Святоша Тартюф руководствовался девизом: «Цель (слава Неба) оправдывает средства (неблаговидные людские поступки)». Безбожник Дон Жуан, отринув небесную «цель», вообще перестал заботиться о нравственном обосновании земных средств-поступков. Моралист Альцест отстаивает добродетель самодостаточную и непреклонную, не имеющую иной опоры, кроме самой себя, не поощряемую никакими соображениями целесообразности, ни земной, ни небесной, не принимающую в расчет ни затруднительных обстоятельств, ни неблагоприятных последствий должного поступка. Коль скоро строгая мораль требует голой правды, то в общении с людьми Альцест пробует исключить всякое притворство, всякую лицемерную обходительность, всякое различие высказывания в глаза и за глаза… Если полагается бичевать пороки, то любимую женщину Альцест обличает во всех ее грехах и слабостях, не боясь ранить и отвратить ее сердце. Раз искательство само по себе дурно, то в судебной тяжбе он уповает единственно на правоту дела, не пытаясь склонить судей на свою сторону, а исход процесса ему не важен.

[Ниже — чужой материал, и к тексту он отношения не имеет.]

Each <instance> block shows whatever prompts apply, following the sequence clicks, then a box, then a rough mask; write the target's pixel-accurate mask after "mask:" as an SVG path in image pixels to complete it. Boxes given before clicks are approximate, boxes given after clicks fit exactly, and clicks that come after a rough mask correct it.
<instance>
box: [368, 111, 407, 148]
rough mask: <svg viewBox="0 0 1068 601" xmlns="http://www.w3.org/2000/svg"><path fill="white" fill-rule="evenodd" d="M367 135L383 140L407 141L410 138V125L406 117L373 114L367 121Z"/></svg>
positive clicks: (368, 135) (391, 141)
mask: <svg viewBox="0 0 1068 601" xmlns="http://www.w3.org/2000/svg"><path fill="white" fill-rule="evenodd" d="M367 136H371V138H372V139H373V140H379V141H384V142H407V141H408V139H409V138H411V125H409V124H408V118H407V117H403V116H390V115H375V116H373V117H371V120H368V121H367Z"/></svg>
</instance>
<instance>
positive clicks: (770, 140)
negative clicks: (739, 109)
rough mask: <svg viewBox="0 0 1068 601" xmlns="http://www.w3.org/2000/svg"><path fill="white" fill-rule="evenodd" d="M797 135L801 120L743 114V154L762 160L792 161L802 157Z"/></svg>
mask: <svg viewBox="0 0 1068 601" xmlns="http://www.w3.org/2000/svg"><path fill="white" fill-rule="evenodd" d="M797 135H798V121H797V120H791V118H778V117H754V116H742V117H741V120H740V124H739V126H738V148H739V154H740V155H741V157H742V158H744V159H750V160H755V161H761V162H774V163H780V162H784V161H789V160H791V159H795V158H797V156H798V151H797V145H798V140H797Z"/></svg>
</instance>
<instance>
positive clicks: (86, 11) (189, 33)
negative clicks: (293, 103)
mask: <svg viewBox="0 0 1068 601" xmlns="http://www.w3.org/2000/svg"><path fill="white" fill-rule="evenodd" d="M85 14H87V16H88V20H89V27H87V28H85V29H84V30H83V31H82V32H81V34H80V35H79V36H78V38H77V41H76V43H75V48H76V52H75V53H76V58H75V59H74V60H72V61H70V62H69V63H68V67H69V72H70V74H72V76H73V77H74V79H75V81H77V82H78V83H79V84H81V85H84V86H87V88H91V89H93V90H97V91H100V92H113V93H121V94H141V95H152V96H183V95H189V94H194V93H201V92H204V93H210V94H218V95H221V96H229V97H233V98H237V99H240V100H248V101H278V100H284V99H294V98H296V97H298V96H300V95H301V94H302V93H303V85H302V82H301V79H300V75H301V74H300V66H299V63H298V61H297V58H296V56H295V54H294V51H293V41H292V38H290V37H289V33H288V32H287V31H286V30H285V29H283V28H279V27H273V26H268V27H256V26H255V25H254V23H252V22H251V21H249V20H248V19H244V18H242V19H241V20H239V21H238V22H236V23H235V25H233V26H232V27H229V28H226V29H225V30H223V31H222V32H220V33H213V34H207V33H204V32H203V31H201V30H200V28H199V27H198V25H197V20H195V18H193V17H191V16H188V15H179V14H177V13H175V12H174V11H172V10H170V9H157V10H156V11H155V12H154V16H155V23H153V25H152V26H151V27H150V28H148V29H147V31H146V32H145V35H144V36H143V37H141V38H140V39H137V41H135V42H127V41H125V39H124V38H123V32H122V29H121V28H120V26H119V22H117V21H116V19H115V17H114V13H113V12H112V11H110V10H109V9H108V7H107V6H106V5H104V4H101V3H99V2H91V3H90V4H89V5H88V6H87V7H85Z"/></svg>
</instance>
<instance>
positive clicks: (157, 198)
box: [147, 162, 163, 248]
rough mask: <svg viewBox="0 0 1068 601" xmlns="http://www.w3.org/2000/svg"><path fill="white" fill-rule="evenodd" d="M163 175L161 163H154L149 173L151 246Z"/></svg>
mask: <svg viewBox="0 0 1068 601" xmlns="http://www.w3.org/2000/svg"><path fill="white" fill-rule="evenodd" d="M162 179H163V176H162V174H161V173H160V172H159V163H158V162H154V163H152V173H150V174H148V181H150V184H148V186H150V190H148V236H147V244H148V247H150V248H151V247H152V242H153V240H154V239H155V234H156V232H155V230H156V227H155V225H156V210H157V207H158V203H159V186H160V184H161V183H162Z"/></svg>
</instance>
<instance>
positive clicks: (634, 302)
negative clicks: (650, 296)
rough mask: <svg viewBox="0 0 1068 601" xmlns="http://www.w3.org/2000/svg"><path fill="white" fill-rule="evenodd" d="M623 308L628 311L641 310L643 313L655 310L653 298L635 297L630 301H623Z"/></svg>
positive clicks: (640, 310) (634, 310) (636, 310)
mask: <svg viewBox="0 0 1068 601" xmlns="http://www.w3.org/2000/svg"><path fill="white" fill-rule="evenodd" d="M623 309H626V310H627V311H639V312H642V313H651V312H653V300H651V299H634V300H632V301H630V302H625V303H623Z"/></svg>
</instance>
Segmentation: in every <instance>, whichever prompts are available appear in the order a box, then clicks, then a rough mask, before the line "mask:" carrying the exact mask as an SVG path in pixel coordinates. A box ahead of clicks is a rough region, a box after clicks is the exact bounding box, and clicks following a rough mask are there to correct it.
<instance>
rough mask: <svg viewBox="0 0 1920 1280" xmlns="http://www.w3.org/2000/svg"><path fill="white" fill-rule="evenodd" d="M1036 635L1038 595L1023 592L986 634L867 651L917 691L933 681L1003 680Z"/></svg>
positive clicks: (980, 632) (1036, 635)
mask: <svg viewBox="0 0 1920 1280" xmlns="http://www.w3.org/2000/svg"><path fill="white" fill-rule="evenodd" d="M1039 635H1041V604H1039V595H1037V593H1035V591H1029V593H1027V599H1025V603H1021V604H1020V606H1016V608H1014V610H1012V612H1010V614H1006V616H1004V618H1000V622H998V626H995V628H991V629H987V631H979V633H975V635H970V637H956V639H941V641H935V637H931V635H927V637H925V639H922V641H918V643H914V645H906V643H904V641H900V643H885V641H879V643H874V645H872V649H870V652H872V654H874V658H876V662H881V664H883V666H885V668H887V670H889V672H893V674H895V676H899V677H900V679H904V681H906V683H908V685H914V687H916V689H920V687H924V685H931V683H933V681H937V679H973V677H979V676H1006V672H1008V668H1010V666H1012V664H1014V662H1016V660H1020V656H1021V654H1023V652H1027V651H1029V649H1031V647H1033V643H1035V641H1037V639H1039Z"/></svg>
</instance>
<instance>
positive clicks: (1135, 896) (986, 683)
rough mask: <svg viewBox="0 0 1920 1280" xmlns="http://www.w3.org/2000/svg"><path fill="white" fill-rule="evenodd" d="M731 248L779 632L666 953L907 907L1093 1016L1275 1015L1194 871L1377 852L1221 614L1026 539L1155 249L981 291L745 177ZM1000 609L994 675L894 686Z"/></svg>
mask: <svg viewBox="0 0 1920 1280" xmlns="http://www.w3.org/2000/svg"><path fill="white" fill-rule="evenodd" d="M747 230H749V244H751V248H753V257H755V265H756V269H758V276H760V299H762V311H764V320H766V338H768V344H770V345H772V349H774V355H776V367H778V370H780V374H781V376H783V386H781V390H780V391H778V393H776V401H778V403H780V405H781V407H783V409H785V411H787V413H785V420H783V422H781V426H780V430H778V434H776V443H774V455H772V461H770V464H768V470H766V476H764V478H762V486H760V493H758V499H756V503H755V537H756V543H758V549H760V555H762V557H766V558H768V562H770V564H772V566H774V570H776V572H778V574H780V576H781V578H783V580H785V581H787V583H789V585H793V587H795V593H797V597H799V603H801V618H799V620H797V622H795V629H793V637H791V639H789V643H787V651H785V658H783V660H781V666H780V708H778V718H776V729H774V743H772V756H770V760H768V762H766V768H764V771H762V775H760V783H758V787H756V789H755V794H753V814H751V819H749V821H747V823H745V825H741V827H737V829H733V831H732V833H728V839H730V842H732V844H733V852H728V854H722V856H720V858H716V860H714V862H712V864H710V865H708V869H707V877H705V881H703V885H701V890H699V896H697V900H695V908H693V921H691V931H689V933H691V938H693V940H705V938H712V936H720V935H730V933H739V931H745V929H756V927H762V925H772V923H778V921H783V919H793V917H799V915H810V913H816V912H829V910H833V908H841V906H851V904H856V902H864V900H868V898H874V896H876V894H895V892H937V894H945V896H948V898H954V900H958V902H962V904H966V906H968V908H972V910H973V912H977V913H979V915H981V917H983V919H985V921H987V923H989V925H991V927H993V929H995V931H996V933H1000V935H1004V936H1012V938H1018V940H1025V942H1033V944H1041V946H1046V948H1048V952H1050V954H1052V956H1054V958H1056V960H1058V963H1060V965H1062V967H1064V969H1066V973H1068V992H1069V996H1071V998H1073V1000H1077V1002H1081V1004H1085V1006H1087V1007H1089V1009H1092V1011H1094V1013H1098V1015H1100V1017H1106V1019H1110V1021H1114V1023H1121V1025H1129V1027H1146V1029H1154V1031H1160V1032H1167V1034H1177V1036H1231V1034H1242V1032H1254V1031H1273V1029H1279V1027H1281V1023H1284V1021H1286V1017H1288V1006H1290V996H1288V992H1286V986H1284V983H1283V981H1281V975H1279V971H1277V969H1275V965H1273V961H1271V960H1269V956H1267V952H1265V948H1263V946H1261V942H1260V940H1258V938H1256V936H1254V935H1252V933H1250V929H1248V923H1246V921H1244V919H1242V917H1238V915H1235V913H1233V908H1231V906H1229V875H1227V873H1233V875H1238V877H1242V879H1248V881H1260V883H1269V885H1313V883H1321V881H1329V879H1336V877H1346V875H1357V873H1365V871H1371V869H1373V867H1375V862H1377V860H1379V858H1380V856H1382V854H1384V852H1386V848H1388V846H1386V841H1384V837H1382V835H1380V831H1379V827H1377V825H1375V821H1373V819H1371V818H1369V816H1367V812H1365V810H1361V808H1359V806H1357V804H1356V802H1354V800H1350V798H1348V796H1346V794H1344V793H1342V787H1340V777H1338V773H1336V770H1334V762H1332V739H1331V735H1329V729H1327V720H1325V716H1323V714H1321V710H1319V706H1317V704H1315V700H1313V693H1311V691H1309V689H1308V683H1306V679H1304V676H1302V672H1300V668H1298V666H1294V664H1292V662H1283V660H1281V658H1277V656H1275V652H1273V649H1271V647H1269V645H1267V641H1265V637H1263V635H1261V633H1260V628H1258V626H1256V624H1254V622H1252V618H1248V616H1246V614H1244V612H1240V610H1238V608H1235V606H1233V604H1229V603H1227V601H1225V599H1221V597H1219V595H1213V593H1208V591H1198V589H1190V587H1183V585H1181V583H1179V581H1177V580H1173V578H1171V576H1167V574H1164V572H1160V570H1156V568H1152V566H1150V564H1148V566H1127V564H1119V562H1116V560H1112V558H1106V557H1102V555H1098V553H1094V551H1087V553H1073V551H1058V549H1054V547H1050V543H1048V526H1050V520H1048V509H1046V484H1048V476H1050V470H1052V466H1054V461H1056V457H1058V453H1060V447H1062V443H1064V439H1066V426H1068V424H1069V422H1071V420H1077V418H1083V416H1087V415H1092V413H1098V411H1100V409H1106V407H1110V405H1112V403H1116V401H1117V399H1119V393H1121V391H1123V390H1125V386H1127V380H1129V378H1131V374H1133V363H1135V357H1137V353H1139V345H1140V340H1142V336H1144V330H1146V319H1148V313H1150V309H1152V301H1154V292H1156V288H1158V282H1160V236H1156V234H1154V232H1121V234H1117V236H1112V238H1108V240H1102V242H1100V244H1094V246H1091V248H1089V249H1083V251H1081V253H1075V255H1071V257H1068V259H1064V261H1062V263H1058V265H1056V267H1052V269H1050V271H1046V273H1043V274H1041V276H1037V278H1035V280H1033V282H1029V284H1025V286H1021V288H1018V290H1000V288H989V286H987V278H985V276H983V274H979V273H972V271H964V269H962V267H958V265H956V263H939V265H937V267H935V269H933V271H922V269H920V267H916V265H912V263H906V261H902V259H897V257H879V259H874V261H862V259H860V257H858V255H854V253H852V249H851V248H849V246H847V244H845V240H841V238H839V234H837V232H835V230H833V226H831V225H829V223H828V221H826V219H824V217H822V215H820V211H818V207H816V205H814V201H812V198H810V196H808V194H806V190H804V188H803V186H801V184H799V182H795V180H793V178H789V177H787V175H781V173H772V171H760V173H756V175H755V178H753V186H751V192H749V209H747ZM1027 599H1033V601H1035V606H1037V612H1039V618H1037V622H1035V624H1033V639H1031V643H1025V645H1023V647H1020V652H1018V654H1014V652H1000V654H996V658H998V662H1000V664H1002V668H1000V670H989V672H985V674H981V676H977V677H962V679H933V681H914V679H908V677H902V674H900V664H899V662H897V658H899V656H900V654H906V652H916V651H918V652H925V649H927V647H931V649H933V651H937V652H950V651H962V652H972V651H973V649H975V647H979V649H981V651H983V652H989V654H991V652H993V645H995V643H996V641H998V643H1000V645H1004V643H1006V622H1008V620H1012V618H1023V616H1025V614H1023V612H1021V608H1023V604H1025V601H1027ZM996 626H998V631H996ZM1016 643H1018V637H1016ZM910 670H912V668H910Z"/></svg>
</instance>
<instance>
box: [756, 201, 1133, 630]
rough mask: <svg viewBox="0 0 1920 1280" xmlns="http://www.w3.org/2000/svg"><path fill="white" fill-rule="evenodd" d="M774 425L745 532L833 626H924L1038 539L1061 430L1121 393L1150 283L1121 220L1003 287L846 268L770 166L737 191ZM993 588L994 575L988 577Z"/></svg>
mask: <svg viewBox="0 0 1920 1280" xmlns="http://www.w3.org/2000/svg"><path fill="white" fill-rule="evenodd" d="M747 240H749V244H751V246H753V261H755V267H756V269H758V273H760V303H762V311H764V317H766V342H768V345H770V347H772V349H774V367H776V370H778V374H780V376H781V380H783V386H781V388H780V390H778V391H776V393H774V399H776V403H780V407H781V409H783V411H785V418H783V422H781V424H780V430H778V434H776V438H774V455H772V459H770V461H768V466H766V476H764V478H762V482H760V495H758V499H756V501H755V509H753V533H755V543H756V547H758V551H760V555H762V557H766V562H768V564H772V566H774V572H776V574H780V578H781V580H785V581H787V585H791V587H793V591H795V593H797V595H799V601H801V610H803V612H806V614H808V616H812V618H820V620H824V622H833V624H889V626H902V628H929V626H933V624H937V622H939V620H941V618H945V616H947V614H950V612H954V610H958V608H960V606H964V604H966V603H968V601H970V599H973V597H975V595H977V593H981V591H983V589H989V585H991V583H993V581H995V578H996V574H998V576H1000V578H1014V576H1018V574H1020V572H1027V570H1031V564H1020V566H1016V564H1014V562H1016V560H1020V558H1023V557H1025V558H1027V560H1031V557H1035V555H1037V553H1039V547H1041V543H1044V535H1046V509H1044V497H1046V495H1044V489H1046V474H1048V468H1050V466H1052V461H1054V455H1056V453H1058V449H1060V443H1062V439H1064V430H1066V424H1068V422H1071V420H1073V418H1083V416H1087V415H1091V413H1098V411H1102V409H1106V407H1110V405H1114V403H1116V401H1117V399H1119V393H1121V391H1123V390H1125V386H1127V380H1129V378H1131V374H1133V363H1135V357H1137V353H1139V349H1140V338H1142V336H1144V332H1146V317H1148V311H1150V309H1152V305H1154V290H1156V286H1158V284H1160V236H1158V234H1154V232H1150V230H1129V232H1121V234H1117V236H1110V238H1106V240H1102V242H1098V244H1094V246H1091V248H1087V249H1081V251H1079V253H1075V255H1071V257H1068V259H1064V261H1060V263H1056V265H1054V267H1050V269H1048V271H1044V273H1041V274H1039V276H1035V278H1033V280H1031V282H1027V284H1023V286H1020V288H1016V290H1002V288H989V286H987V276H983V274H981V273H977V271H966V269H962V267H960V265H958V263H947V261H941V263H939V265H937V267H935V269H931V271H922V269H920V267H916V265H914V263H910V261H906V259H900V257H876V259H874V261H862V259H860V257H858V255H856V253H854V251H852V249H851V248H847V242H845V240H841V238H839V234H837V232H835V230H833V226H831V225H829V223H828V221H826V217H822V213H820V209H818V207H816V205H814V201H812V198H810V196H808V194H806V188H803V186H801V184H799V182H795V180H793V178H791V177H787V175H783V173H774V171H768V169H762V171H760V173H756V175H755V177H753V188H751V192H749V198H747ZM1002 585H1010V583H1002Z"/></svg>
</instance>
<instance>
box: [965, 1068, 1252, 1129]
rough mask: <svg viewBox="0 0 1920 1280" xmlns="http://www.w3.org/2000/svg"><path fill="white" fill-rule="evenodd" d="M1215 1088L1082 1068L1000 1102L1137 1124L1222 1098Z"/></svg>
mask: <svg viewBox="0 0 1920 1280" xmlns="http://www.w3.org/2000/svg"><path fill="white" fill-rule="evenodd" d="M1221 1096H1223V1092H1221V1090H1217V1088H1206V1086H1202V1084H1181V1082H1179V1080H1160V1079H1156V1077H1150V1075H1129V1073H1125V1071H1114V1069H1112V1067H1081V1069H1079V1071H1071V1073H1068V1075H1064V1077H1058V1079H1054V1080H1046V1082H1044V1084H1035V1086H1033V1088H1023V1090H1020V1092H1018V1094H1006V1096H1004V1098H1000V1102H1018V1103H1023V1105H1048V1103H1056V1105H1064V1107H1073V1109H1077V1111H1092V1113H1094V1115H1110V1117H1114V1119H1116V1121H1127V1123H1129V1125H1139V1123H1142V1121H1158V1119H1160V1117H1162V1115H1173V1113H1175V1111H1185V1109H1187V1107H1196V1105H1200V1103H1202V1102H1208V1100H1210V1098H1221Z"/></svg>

Но жизнь по таким законам не течет, человеческое общежитие не по таким правилам устроено, - тем более в среде, где действует этикет столь сложный и утонченный, как в парижско-версальском высшем свете при Людовике XIV. Та пленка условности, которую тщится прорвать Альцест, не только прикрывает истину, она склеивает людей в общество; повредить ее значит внести разлад, смятение, беспорядок. Различие обманчивой видимости и подлинной глубинной сути – постоянная забота ренессансной и барочной литературы. За полвека до Альцеста другой меланхолик, Гамлет, «не хотел того, что кажется», разрушая все ложные скрепы и как бы расцивилизовывая самого себя. Но в основании ненавистного Гамлету порядка лежали и вправду чудовищные, «библейские» преступления – братоубийство, кровосмесительство. А Альцест раздраженно кричит, что Филинту следует повеситься от стыда после того, как он расточал изъявления дружбы малознакомому человеку, Оронт же достоин петли за то, что написал плохой сонет. Такая несоразмерность вины и вызванного ею возмущения, конечно, смешна. Именно это комическое несоответствие, обыденная распространенность пороков, против которых мечет громы и молнии Альцест, - кокетство, злословие, тщеславие, двуличие, - делает их неуязвимыми: сражаться можно с исключительными случаями, в заурядную повседневность удары уходят, как в вату. (Столь же глухи будут слушатели и к негодующим речам Чацкого, и пользу его обличения принесут такую же – горе от ума для самого обличителя.)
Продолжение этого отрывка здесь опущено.